Intro

Congrats, you've just made it to the final round of the national dodgeball championship! In order to maintain an edge over your competitors, you need a way to hit as many as you can in a single throw. To do so, you must determine which competitors are closest to you. Luckily, you're taking CS32 and you've heard of a nifty algorithm that can do just that: a KD-tree search! In this project, you will implement a KD-tree to find the nearest dodgeball "stars" that you need to eliminate! Good luck!

major league dodgeball logo

Overview

You will be implementing a multi-dimensional nearest neighbors algorithm to search for stars in space. Your program will be able to do two things efficiently:

  1. Find the k-nearest neighbors: Take in a location in space (specified as either an x,y,z-coordinate or the name of a star) and the desired number of neighbors to be found, a positive integer k. Returns the closest k stars to the given point.
  2. Radius search: Take in a location in space and a distance. Return all of the stars within the given distance to the point.
We expect your main() to be in a Main class in edu.brown.cs.<username>.stars. However, you should be thinking about making parts of your code general purpose. Therefore, you use package names that reflect the general nature of any particular class. If the code is useful beyond reading and querying a star database, it doesn't belong in a stars package.

Roadmap

The details of your Stars implementation will, as always in this course, be up to you. However, here is a general roadmap towards a functional project. Some of these may not make sense until you read the rest of this page! If you want more help getting started, go to the project gear up or talk to a TA.

  1. Read this entire page before starting.

  2. Pay attention to the design questions, as they will help you think abstractly about structuring your project.

  3. Clone your GitHub repository

  4. Start your Test Suite

  5. Our official advice is to write your system tests before you begin your implementation, and your JUnit tests once you have outlined your classes. Writing tests helps you understand the expected functionality of your code, define the API of your objects, and promotes incremental testing from the get-go. However, actually coding the project can provide further insight on the program itself and what tests to write. So, don't be worried if your testing plan evolves as you go.

  6. Write some code!

  7. You can complete these steps in any order you want. For example, you can start with your command line implementation (REPL) without filling in your search functions, or you can start with the CSV parser since it's fairly independent. Try to make all these individual peices abstract and reusable!

  8. Make a GUI

  9. Answer the Design Questions in your README

  10. Check your Code style and functionality

  11. Turn in your project using GitHub

    Don't underestimate the final Handin step! It involves generating a github pull request and is accompanied by a seperate Project Handin Page.

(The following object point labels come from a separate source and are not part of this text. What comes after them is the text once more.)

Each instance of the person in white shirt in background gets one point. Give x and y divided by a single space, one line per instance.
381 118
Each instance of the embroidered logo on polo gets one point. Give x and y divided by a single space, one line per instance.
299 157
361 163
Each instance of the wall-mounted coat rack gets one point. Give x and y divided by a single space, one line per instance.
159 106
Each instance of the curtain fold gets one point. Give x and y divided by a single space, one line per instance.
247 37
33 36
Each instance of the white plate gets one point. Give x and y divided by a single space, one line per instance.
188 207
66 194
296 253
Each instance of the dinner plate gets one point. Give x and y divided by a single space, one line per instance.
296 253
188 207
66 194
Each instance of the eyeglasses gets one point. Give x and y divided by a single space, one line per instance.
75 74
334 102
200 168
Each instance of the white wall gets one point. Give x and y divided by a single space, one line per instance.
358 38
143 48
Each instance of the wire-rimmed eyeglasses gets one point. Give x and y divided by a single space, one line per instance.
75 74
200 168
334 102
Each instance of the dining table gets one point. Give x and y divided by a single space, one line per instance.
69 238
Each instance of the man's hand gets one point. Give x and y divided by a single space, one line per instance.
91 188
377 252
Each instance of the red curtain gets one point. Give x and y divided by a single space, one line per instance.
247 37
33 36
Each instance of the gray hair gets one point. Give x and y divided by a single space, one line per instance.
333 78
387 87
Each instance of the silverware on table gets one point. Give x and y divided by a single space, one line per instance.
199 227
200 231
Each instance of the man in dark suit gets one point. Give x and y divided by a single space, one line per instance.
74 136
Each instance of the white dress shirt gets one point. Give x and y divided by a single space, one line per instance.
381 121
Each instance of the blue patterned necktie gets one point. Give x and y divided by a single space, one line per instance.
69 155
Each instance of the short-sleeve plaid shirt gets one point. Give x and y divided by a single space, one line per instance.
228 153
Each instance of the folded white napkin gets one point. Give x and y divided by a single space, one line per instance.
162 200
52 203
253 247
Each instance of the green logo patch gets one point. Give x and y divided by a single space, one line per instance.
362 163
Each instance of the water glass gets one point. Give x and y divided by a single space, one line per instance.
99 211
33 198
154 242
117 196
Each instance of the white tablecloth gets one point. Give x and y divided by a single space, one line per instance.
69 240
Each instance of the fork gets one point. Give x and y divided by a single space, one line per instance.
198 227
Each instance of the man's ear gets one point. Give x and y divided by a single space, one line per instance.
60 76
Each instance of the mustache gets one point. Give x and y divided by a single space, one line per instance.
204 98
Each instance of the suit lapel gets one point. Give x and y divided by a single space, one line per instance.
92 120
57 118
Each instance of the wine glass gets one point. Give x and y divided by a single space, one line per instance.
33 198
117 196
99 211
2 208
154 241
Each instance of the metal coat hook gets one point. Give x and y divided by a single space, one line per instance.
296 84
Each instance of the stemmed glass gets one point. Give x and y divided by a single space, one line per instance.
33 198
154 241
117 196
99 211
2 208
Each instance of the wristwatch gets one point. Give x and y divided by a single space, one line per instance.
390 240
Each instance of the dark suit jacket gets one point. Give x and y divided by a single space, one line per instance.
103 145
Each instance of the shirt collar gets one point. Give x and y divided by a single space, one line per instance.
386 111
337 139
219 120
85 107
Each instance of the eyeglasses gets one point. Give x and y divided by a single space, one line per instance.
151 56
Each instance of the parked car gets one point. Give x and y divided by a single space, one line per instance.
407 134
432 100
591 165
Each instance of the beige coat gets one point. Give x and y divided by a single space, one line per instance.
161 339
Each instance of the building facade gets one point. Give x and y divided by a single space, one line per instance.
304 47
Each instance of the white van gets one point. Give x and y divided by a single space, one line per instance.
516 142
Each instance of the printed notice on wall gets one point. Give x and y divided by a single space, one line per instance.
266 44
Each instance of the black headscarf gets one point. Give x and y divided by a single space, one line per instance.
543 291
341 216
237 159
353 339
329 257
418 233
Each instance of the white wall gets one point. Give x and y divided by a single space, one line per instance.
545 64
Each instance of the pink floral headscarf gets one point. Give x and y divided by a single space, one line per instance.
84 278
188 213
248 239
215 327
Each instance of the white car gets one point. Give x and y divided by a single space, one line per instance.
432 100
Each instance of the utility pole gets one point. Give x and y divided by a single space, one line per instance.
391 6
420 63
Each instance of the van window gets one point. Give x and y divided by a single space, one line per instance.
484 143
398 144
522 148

Tips for a stellar stars project and beyond

In Software Engineering, although the functionality of your code is important, the quality is also.

Imagine you created an application, but at some point, it was too much to maintain by yourself. How readable and workable is your code for others? Say users wanted a new feature in your app. Is your code generic, modular, and extensible so you can easily add new features?

One of the key objectives of CS32 is to teach students to write code that not only works, but also follows strong coding paradigms and best practices. That is why we designed the projects to build upon each other and also why you will have a partner & group project. So, with this in mind, try to make your Stars code:

  • Generic: think about how your code can handle multiple types of objects not just one
  • Modular: try to maintain abstraction and group related functionality in packages
  • Readable: use consistent style (32 Style Guide), comment descriptively, and avoid redundant code
  • Efficient: consider space and time complexity
  • Tested: test your code incrementally to make sure it works for general and edge cases

k-d Trees

In order to find nearby stars, you will write and use a k-d tree data structure. A k-d tree is a special form of binary tree in which each node represents some k-dimensional subspace and all the items contained in that space. Although there is far more information about k-d trees online than we will provide here (which you are encouraged to read about, but not to use any online code), the basic idea is that the space corresponding to each non-leaf node of the tree is split between its two children. The dimension used to split each node's space in half depends on the depth of the node (it alternates through each dimension is descends). Leaf nodes may contain one or a few items, depending on your design. Internal nodes may or may not contain items, also depending on your design. Tell us about your choices and why you made them in your README.

Finding a single nearest neighbor can be done much more quickly in a k-d tree than in a list because large portions of the search space can be eliminated quickly. The expected runtime for nearest neighbor lookups is logarithmic for balanced k-d trees, because each level of the tree should eliminate half of the remaining stars. You should probably begin by writing code to find the single star closest to a given point.

Once you can find one nearest neighbor, you should extend your program to find an arbitrary number of nearest neighbors. We do not expect you to support insertions and deletions after initial construction.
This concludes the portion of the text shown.